Руби дышит медленнее и с хлюпаньем втягивает воздух через заложенный нос. Вырывается из моих объятий и садится обратно. Но я протягиваю ей руку, и она ее берет.
– Прости, – говорит она.
– Ничего. Поплачешь – легче станет.
– Наверное. Хотя обычно это не так.
– Да уж. Не знаю, почему так говорят. Это же полная хрень.
– Просто присказка, наверное, чтобы утешить кого-нибудь. – Она одаривает меня слабой улыбкой. – Спасибо, Камилла.
– Спасибо, что произносишь мое имя правильно.
– Ну! Почему они все так не делают?
– Ты видела много признаков того, что эти люди слушают хоть что-то, что говорят другие? Брось.
– Ха. Нет. Хотя Джо хороший.
– Кажется, да. И выглядит неплохо.
Она на это не реагирует. Я так и думала. Наша Руби неравнодушна к сыну Гавила. Не могу сказать, что я ее осуждаю. Если бы это был Лондон и я не знала, кто он такой, а он зашел бы в бар, я бы потащила его домой и подарила бы ему весь этот опыт с Женщиной Постарше.
– Вообще-то, они все нормальные, – говорит она. – Единственные, кто не сошел с ума.
– Даже Симона?
– Так нечестно. Нельзя судить, когда она в таком состоянии.
– Да. Ты лучше меня, Руби. Но я-то знала ее еще маленькой. Мы никогда не могли понять, как ей удавалось быть частью такой семьи.
Она замолкает на мгновение.
– Ты знаешь, я скучаю по нему.
– Да.
Такое ощущение, что я скучаю по нему всю свою жизнь.
– Знаю, что не должна, но скучаю. Даже несмотря на то что он был хреновым отцом. Безумие какое-то.
– Да. Но жизнь гораздо сложнее, не так ли? Любовью человека не исправишь, и невозможно перестать любить кого-то, как будто внутри есть рубильник. Люди продолжали любить гораздо худших людей, чем Шон Джексон. Надо с этим как-то жить.
– Видимо, да, – говорит она. – Черт, я бы не отказалась от горячего чая.

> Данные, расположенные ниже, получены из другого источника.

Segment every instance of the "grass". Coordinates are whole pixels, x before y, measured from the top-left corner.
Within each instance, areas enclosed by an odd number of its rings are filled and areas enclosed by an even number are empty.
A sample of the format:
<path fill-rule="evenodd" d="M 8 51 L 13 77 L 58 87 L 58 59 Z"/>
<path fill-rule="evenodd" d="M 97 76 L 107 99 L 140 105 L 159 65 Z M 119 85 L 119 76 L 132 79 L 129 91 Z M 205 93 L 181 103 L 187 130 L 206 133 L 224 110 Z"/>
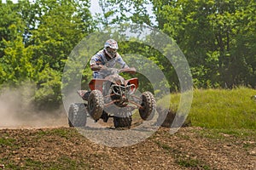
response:
<path fill-rule="evenodd" d="M 256 101 L 251 96 L 256 90 L 247 88 L 227 89 L 195 89 L 188 119 L 192 126 L 208 128 L 256 129 Z M 171 105 L 165 100 L 171 98 Z M 158 106 L 177 111 L 180 94 L 166 96 Z"/>

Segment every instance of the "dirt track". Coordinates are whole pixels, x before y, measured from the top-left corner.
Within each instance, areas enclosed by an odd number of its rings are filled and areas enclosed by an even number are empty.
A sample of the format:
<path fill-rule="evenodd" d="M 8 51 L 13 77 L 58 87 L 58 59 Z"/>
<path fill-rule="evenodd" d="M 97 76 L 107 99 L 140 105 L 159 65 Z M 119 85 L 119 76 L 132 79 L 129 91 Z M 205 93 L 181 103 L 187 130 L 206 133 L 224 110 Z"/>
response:
<path fill-rule="evenodd" d="M 5 169 L 253 170 L 255 138 L 200 128 L 170 134 L 160 128 L 143 142 L 118 148 L 96 144 L 74 128 L 2 129 L 0 165 Z"/>

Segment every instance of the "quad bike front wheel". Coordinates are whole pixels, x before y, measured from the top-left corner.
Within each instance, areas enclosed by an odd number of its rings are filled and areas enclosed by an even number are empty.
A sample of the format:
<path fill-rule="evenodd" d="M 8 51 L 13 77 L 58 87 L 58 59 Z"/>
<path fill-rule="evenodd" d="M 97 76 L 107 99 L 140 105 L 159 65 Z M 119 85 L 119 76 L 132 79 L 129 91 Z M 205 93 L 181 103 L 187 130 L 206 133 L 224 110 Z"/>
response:
<path fill-rule="evenodd" d="M 104 109 L 103 95 L 100 90 L 92 90 L 88 98 L 89 115 L 97 121 L 101 118 Z"/>
<path fill-rule="evenodd" d="M 139 113 L 143 120 L 149 121 L 154 117 L 155 111 L 155 99 L 152 93 L 144 92 L 142 94 L 142 108 L 139 109 Z"/>
<path fill-rule="evenodd" d="M 130 128 L 131 126 L 132 117 L 131 114 L 126 112 L 125 115 L 122 116 L 113 116 L 113 126 L 114 128 Z"/>
<path fill-rule="evenodd" d="M 87 110 L 83 103 L 71 104 L 68 110 L 68 125 L 70 128 L 84 127 Z"/>

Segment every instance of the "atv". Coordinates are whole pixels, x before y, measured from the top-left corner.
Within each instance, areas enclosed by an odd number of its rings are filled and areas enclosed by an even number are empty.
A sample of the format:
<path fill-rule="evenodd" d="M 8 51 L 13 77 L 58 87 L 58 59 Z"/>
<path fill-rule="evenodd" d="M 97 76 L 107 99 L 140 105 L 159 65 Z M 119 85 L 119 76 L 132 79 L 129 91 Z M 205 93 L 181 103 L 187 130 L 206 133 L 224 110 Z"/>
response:
<path fill-rule="evenodd" d="M 78 90 L 83 103 L 70 105 L 68 110 L 69 127 L 84 127 L 87 116 L 95 122 L 102 119 L 107 122 L 113 117 L 117 128 L 131 128 L 132 112 L 138 109 L 143 120 L 153 118 L 155 110 L 155 99 L 152 93 L 143 92 L 137 96 L 138 78 L 125 80 L 120 73 L 135 73 L 134 68 L 108 68 L 104 79 L 92 79 L 89 82 L 90 90 Z"/>

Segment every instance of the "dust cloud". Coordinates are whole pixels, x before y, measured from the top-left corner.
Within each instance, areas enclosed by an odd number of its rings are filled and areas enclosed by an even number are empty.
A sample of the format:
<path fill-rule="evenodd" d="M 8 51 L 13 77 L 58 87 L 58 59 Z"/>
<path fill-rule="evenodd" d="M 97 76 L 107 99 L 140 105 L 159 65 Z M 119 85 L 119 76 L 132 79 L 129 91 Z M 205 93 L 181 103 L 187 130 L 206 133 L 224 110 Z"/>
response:
<path fill-rule="evenodd" d="M 51 111 L 35 109 L 31 87 L 0 91 L 0 128 L 41 128 L 67 126 L 63 107 Z"/>

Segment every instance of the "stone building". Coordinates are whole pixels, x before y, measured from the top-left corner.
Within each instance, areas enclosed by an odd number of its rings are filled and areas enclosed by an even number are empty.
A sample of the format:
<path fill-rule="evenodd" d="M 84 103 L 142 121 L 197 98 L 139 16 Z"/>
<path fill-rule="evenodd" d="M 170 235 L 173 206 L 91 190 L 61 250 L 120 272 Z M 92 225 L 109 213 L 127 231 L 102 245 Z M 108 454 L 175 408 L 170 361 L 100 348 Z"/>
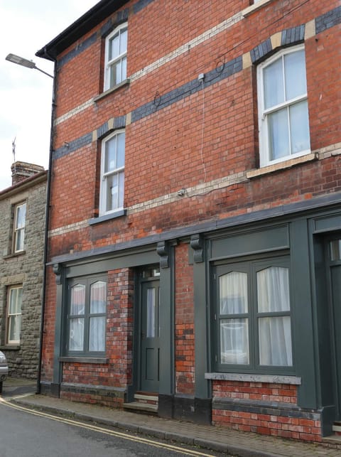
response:
<path fill-rule="evenodd" d="M 340 0 L 102 0 L 37 53 L 55 61 L 42 392 L 337 430 L 340 22 Z"/>
<path fill-rule="evenodd" d="M 9 375 L 38 375 L 48 172 L 16 161 L 0 192 L 0 349 Z"/>

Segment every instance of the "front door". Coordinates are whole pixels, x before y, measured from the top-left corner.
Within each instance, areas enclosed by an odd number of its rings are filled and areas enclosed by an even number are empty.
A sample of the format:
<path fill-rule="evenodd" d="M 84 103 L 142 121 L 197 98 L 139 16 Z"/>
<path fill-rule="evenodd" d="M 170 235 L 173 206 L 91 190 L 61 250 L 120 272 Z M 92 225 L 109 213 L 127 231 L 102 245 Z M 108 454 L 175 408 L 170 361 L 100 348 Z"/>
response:
<path fill-rule="evenodd" d="M 337 419 L 341 420 L 341 238 L 329 244 L 330 291 L 334 327 L 335 385 Z"/>
<path fill-rule="evenodd" d="M 141 390 L 158 392 L 160 325 L 158 279 L 141 283 Z"/>

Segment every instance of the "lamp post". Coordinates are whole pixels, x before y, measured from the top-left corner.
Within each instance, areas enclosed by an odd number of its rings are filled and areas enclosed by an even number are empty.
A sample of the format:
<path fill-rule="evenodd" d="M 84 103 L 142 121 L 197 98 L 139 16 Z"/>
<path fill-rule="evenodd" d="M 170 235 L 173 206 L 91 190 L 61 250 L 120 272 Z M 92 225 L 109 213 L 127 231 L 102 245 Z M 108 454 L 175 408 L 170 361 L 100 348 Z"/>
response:
<path fill-rule="evenodd" d="M 16 55 L 15 54 L 9 54 L 6 56 L 6 60 L 9 60 L 9 62 L 13 62 L 13 63 L 16 63 L 18 65 L 21 65 L 22 67 L 26 67 L 26 68 L 33 68 L 34 70 L 38 70 L 42 73 L 44 73 L 44 75 L 47 75 L 52 78 L 53 77 L 52 75 L 50 75 L 43 70 L 38 68 L 36 65 L 36 63 L 34 62 L 33 62 L 32 60 L 28 60 L 28 59 L 25 59 L 23 58 L 23 57 L 20 57 L 19 55 Z"/>

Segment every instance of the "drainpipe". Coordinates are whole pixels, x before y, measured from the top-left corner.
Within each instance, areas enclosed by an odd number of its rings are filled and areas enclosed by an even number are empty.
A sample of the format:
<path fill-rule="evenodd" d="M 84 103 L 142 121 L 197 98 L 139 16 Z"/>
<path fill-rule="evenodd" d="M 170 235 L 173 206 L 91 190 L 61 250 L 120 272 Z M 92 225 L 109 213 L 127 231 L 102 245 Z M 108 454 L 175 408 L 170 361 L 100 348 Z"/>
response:
<path fill-rule="evenodd" d="M 55 63 L 53 71 L 53 86 L 52 90 L 52 108 L 51 108 L 51 127 L 50 132 L 50 156 L 48 159 L 48 182 L 46 188 L 46 208 L 45 208 L 45 235 L 44 235 L 44 252 L 43 252 L 43 294 L 41 300 L 41 313 L 40 313 L 40 333 L 39 341 L 39 357 L 38 362 L 38 376 L 37 376 L 37 388 L 36 393 L 40 393 L 40 380 L 41 380 L 41 365 L 43 358 L 43 332 L 44 332 L 44 319 L 45 319 L 45 298 L 46 292 L 46 264 L 48 261 L 48 225 L 49 225 L 49 215 L 50 215 L 50 195 L 51 188 L 51 176 L 52 176 L 52 155 L 53 153 L 53 134 L 54 134 L 54 121 L 55 121 L 55 91 L 56 91 L 56 76 L 57 76 L 57 63 L 56 59 L 48 53 L 46 48 L 44 50 L 45 55 L 49 60 L 52 60 Z"/>

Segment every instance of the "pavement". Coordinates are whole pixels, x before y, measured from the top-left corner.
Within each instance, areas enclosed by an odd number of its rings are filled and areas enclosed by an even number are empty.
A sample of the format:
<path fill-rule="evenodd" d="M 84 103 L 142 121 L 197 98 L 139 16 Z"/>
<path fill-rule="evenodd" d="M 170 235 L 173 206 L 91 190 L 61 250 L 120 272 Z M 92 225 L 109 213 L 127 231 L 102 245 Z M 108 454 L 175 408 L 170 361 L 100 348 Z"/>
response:
<path fill-rule="evenodd" d="M 221 452 L 222 455 L 240 457 L 313 457 L 341 456 L 332 441 L 322 444 L 259 435 L 210 425 L 200 425 L 155 416 L 113 409 L 96 404 L 78 403 L 36 393 L 34 380 L 9 377 L 2 397 L 7 401 L 50 414 L 67 416 L 79 421 L 96 422 L 139 433 L 156 439 L 200 446 Z"/>

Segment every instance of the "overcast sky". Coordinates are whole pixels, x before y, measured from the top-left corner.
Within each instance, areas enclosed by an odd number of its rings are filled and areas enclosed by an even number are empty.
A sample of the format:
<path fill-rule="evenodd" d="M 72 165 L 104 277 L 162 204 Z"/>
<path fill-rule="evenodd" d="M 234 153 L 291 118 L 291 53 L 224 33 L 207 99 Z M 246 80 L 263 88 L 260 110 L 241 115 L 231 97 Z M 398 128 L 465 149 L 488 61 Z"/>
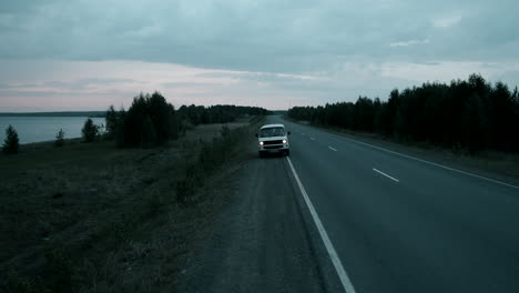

– А мне бы не помешал согревающий виски. Хочешь пойти в паб?
– А мне можно?
– Господи, твоя мать ни к чему тебя не подготовила, да?
– Я же говорила.
Мы встаем.
– Ладно-ладно, – говорю я ей.
В ста ярдах отсюда есть паб в георгианском стиле, из тех, которые скрывают историю преступной деятельности под оберткой респектабельности. Это очевидно, потому что он называется «Руки контрабандиста». Мы молча идем рядом в темноте, плеск воды как-то успокаивает. Мы открываем дверь в паб и оказываемся лицом к лицу с Джимми Оризио.
Глава 34
Для Марии Гавила каждый кризис – это возможность показать свою компетентность. Так было с самого детства. Если вы растете в хаосе опустившейся на дно семьи, в полуразрушенном доме и полуразрушенном городе, у вас есть два пути: опуститься на дно самому или бороться.